Electronic Supplementary Material – Seo et al

advertisement
Electronic Supplementary Material – Seo et al.
Species distribution models (SDMs) have a number of advantages and disadvantages that
require a thorough understanding of their operation for correct use (Heikkinen et al.
2006). To date, SDM assessments have focused on comparing model performance
criteria (Fielding & Bell 1997). Widely used metrics in such assessments include area
under the Receiver Operating Characteristic curve (AUC) (Pearce & Ferrier. 2000), and
the Kappa statistic (Monserud. & Leemans 1992; Elith et al. 2006). However, these
indices can be uninformative, because with sufficient samples, many SDMs will indicate
similar levels of performance (Stockwell & Peterson 2002), while they may have
weighted predictor variables differently.
There is a critical need to quantify the bias introduced by coarse-scale predictor variables
(such as global climate models outputs) because these may cause SDMs to over-predict,
area for species’ ranges even while performance metrics such as AUC are high. In turn,
over-predicted species’ ranges could be problematic for conservation planners, because
areas predicted as suitable under climate change may not be. Landscape ecologists
grappling with scale effects have called for using a multi-criteria approach to assessing
how scale impacts pattern and process (Qi & Wu 1996). In species distribution modeling,
there is a need to identify what scales are best suited to accurately capturing actual
distribution of a species, which could be a guide to what scale is appropriate for running
SDMs at in the first place (Meyer & Thuiller 2006).
This study conducted tests of scale effect on species distribution models that used a
framework in which comparison of model outputs was possible. Our assumption was that
smaller grid size models would produce range predictions with greater fidelity to what a
species’ range actually is, and that there is a decay in accuracy that could be quantified as
model grid size increases. Figure 1 (a) shows the methods used in developing the
framework. SDM response variables (species presence and absence) were resampled as
shown along the top of the boxes, with the original survey points used to define a species’
presence or absence at each of seven spatial scales. Predictor variables were selected
from the WorldClim data set which has a native resolution of 1 km2. These data were
resampled as shown in the arrows along the bottom of the boxes in figure 1 (a), into the
other six spatial scales used in the model.
The number of presence and absence points and cells for each species, and the number of
presence and absence grid cells used for running the SDMs at each grid size is shown in
table 1.The distribution of species’ presence and absence points used here represents the
best available data for use in our study system, the contributed efforts of multiple
government agencies, herbaria, and scientific researchers. The maps species presence and
absence used (figure 2) illustrate the extensive geographic coverage available in
California. It is debatable whether the use of real absences is better or worse than the use
of randomly selected absences that some algorithms employ (e.g. Maxent, GARP). We
considered the use of registered absence points an advance over studies that have used
only presence data, such as herbarium records, and randomly assigned absences for
model development. However, this study was not able to test that assumption.
We used a simple resampling approach to test the scale sensitivity of SDMs developed
with climate data. Resampling of predictive variables Worldclim data to larger grid size
was done by averaging the smaller grid cells found in each larger grid cell (following
Guisan et. al, 2007). The original data of Worldclim were at a 30 second resolution, the
other 3 data (2.5, 5 and 10 minutes) have been derived through the aggregation
(http://www.worldclim.org/format.htm).

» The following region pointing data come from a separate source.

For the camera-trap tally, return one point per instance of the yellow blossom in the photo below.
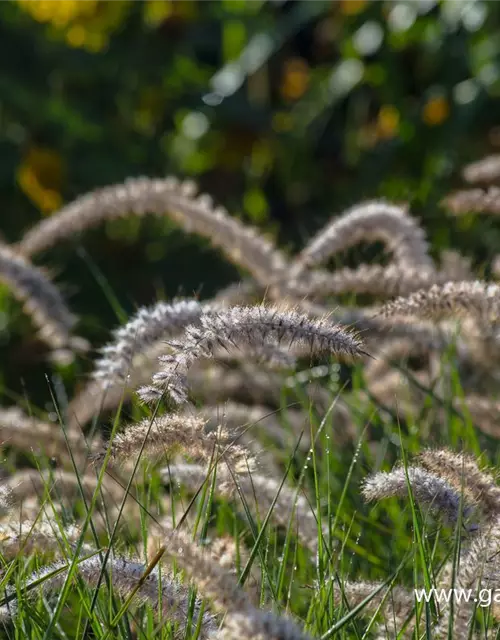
(435, 111)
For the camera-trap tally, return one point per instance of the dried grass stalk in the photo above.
(369, 221)
(168, 434)
(42, 301)
(376, 280)
(259, 491)
(428, 488)
(474, 201)
(168, 598)
(240, 326)
(478, 300)
(242, 619)
(138, 196)
(486, 170)
(147, 327)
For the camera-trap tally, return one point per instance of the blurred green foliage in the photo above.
(285, 111)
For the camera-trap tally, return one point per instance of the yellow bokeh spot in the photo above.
(352, 7)
(295, 79)
(436, 111)
(82, 23)
(388, 122)
(75, 35)
(40, 176)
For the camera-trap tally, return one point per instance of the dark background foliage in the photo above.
(285, 111)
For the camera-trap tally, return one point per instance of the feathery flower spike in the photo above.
(479, 300)
(42, 301)
(245, 326)
(171, 432)
(147, 326)
(195, 213)
(427, 488)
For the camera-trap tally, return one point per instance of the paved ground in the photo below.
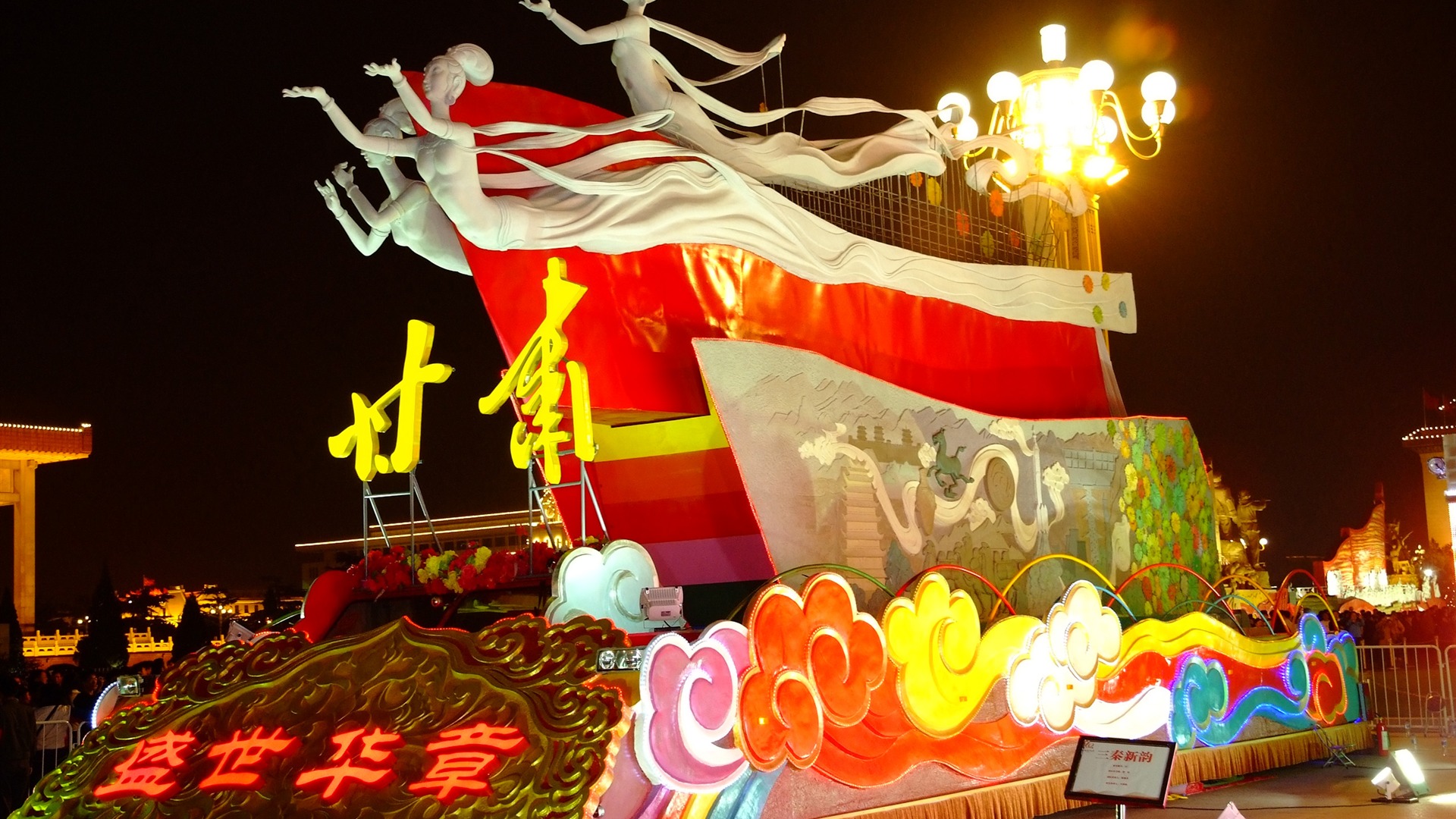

Predictor variables were resampled to each of
the six other grid sizes by using the mean value of 1 km2 grid cells found within each
other grid size (e.g. 4x4 km) to produce a predictor variable value in each grid cell for
each grid size. Resampling of predictor variables was conducted in ArcGIS (ESRI 2007)
following the methods outlined in Guisan et al (2007), wherein continuous data were
resampled to coarser grid size with the “aggregate” command with the mean function.
The SDM results are meant to be comparative between operational scales, and would not
differ greatly if a different set of predictor variables were used. We felt WorldClim was
appropriate to use because these are several 1000 meteorological stations in California
that were available for development of the weather surfaces (Figure 3). Note that the
paper published on WorldClim indicates an increase in resolution of about 400 times
other weather surfaces when it was published (Hijmans et al 2005.
Analyses of SDM model results were conducted; a comparison of model performance
statistics, a cross-scale locational accuracy assessment, termed a congruence analysis,
that used derived AUC values, and a comparison of total area selected between
operational scales (described in the methods section) as shown in figure 1 (b)
Figure 1. (a) The flow of data resampling to derive the grid sizes used for SDM
modeling in the paper is shown, with response variable resampling along the top,
and predictor variable resampling along the bottom; (b) the spatial congruence
analysis of AUC values was conducted that compared SDM spatial outputs between
all the scales analyzed.
We selected nine vascular plant species for modeling, all of which are endemic or near
endemic tree species of California. These species were classed into three range size
categories, using species range maps developed from independent data (Viers et al. 2006)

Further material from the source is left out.